Tag Archive for 'DVR'

Higher TV viewing: DVRs may be the reason

The UK regulator, Ofcom, has released international comparison data showing that the UK witnessed the highest average increase in TV watching during 2008 across 11 major economies, up by 3.2% to 3.8 hours a day. Ofcom also noted that the UK remained the country with the highest proportion of households with digital TV on their main set, at 88%.

It has generally been assumed that TV viewing is a counter-cyclical activity, because in a recession, consumers tend to cut down on going out and are therefore more likely to stay at home watching TV. However, the recession only began half-way through 2008, and although it was deeper in the UK than most other economies, this may not tell the whole story.

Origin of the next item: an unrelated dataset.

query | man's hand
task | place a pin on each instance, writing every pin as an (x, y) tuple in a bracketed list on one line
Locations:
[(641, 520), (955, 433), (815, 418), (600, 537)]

Ofcom’s second data-point suggests an additional factor: as digital TV penetration has increased in the UK, so has penetration of digital video recorders (DVRs) - and owners of DVRs watch more TV. Evidence from BSkyB’s Skyview panel suggests that users of DVRs watch in the region of 17% more television than their ‘linear’ counterparts.

Farncombe’s calculations (based on Ofcom’s quarterly digital TV reports), show that the number of DVRs in the UK (excluding Freesat) increased by 60% in 2008, putting DVRs in nearly a third of UK homes at the end of last year. This is no doubt contributing to the TV viewing increase noted by Ofcom.

This underlines the positive contribution on-demand consumption can make to viewing-levels increasingly under pressure in a traditional linear broadcast environment.

IMS Research: 65m homes worldwide able to watch Internet video on TV sets last year

Some interesting stats and predictions from Texas-based IMS Research in their new study Market Opportunities for Internet Video to the TV.

IMS reckons that an estimated 65 million households worldwide had the capability of viewing Internet video on their television set at the end of 2008, up 134% on 2007. The ‘vast majority’ of these were doing so via a game console or ‘proprietary device’, notes IMS, but expects that to change in the future: “it is expected that households using a PC to deliver Internet video to the TV set via a media centre PC and a media extender (or digital media adapter) will see an 85% CAGR through 2013 reaching nearly 60 million households by that time,” says the research firm.

Shane Walker, research manager and author of the study, puts that down to projected price-falls in Windows Media Centre devices, media centres in general, and extenders, with media centre costs falling by as much as 15% annually during the next five years.

After 2013, however, the story changes, as more advanced Internet TV functionality is delivered by digital TV set-top boxes. This will cause a drop in demand for media extenders, although IMS believes that for one category - media centres connected to the TV via a device other than an extender - demand will continue to grow, and they will slowly replace DVRs.

On the whole, Connected TV thinks these are reasonable scenarios, although perhaps the role of the hybrid, IP-connected set-top box is not accorded enough importance given current developments in Europe and elsewhere. Hybrid DTT STBs should arrive in the UK in quantity next year, and there are already substantial numbers of STBs in the UK with at least theoretical broadband capability - namely the later BSkyB PVRs and current Freesat boxes.

It is true, however, that the notion of offering the full panoply of Internet-based, over-the-top video services to the TV through a set-top box is fraught with practical and technical difficulties, so if IMS is talking about that type of advanced capability (rather than a walled garden that might, for example, only offer one or two services such as the BBC’s iPlayer), a 2013 timeline may not be that unreasonable.

Also, the idea that the TV-connected media centre might eventually replace the PVR in this type of environment is not that implausible. By the time you have added a hard drive, IP capability and home networking features to a set-top box, what you have is pretty close to a PC-derived media centre - so why reinvent the wheel? That is likely to be one of the central battlegrounds between traditional pay-TV operators and the ‘over-the-top’ video providers in the coming years.